​Why Customers are Still Using Branches

With the increasing popularity of online and mobile banking, it’s been predicted that the bank branch will soon become obsolete. And yet, there are signs that the branch will continue to be relevant but may need to offer a different role than in the past. In a 2016 North American survey by Accenture, 87% of respondents said that they would like to use a branch in the future. The most common reasons for these future visits were reported to be increased trust and value from speaking to someone in person. These insights reveal a need for human connection that is not currently being met by digital channels. Branches also seem to be preferred channels for advice and complicated financial tasks, or for consumers that have firmly ingrained habits. These reasons behind visited branches will be discussed in more detail below.

Reason #1: Human Connection & Reassurance

Interacting with someone face-to-face is a richer experience than communication through digital channels. There are more sensory cues involved, such as looking someone in the eye, watching body language, listening to tone of voice, and shaking hands. Messages through digital communication, such as email and texting, are often misinterpreted without these additional cues. It is also easier to develop a bond and relationship in-person, leading to feelings of connection, familiarity, and ultimately trust. Trust is especially important in the finance industry, since mismanagement of money is a fearful experience. So, it is understandable that banking customers may prefer face-to-face interaction at a branch more than digital channels when they are feeling uncertain and need reassurance. According to The Financial Brand, many customers report that they prefer visiting a branch to deal with problems, open a new account, or make big transactions.

Dan Geller, a Ph.D. behavioral finance scientist, reports that financial anxiety can also drive people to visit branches. “It’s not for convenience; no one is going to a branch for convenience. When the level of financial anxiety increases, people tend to make more instinctive financial decisions, rather than analytical. This, for many people, means to physically be in the place where the money is. It gives them comfort seeing the place. When people are less anxious about their finances, they are more open to doing things remotely.”

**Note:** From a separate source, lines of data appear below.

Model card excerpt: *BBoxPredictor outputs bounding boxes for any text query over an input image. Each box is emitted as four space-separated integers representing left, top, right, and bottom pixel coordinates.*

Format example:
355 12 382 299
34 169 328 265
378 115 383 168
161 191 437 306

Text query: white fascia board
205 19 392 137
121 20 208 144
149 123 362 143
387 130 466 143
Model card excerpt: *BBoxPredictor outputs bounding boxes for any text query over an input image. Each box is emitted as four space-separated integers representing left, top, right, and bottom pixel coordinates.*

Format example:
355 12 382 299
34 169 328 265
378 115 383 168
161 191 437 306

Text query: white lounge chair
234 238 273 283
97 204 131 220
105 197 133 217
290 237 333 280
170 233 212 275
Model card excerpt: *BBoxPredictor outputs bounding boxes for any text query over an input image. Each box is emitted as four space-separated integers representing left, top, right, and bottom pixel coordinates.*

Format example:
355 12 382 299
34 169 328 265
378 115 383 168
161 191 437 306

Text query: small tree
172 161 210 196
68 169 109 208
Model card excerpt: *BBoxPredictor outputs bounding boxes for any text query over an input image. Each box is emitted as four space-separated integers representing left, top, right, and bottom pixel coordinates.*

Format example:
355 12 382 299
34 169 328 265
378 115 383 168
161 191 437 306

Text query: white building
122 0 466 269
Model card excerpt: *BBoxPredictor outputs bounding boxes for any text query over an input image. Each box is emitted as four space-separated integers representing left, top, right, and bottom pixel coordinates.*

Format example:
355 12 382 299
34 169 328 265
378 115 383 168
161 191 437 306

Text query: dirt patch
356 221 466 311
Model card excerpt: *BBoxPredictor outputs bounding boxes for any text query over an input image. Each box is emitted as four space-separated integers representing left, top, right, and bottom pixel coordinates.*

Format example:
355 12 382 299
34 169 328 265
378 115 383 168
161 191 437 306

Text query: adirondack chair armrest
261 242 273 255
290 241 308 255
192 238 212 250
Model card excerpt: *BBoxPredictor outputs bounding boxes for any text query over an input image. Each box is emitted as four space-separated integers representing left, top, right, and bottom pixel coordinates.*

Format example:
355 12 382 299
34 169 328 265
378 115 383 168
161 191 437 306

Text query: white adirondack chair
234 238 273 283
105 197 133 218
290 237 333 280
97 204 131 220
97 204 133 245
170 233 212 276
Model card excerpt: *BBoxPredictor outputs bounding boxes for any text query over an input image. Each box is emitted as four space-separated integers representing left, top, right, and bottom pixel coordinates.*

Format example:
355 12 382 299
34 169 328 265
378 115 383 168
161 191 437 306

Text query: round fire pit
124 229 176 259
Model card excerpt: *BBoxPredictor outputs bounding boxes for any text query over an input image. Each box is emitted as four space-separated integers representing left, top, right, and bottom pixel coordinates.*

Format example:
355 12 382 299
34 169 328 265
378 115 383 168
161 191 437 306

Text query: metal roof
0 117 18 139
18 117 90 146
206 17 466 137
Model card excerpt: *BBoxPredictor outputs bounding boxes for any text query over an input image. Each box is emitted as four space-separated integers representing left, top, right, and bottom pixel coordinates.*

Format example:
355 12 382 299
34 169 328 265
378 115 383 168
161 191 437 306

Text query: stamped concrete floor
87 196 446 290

Design Tip: Branches that are designed to allow for private conversations with employees that have strong communication and interpersonal skills can ensure that this human connection and reassurance is available.

Reason #2: Help

No matter what your level of expertise in using digital channels, there often comes a point when you feel like you need a bit of help. For some people, just using online or mobile banking is too overwhelming. They may not understand how to use digital channels, lack the physical ability to navigate them, or simply not have access (or convenient access) to them. For others, it takes more complicated financial tasks to feel like they need help. Many customers have embraced digital channels for routine transactions and everyday banking tasks, but are visiting branches for complex advice. When customers do need help, it is important that there is non-digital channel in which to receive advice and education. Digital resources such as video and articles can offer information, and video-chats provide two-way communication, however in-person meetings and workshops are the most natural ways to educate and help a customer, especially those that are not as familiar with digital methods.

Design Tip: Branches that include space for educational sessions as well as well-trained staff to offer them will make them the most effective channel to offer help to customers.

Reason #3: Habit

According to a survey conducted by Bankrate in December 2015, 45% of Americans visited a branch in the past month. Some customers have developed a strong habit of visiting branches, and are resistant to changing that behavior. Branch visits may have become part of their weekly routine, or may reflect a dislike in new ways of banking and a lack of trust online services. Customers also may disagree with the rise of self-service models in many industries, from restaurants to grocery stores, and prefer full-service banking. This group of customers may be becoming more dissatisfied with banking as their local branches close and services begin to prioritize digital channels. Forcing change can result in upset customers and potential switching to other financial institutions that can better meet their needs.

Design Tip: Maintaining access to branches (even if only through kiosks or small-format builds) can meet the needs of customers that are habituated to visiting them.

These reasons of human connection and reassurance, financial help, and behavioral habits show that there is still a need for physical branches. Trust and communication are key drivers behind branch visits. Customers want to know who is handling their money, be able to discuss their concerns, and have peace of mind that everything has been done correctly. Digital channels are faceless and new, which can bring on feelings of uncertainty. They are also more one dimensional compared to in-person interaction in branches that offer complete communication experiences. It will be a challenge in the future to maintain in-person interaction as more efficient and cost-saving digital tools evolve.

Branches also have an advantage of offering immersive experiences as well as in-person interaction. If these reasons to visit and advantages are highlighted in branches of the future, they will continue to be key channels within the financial network.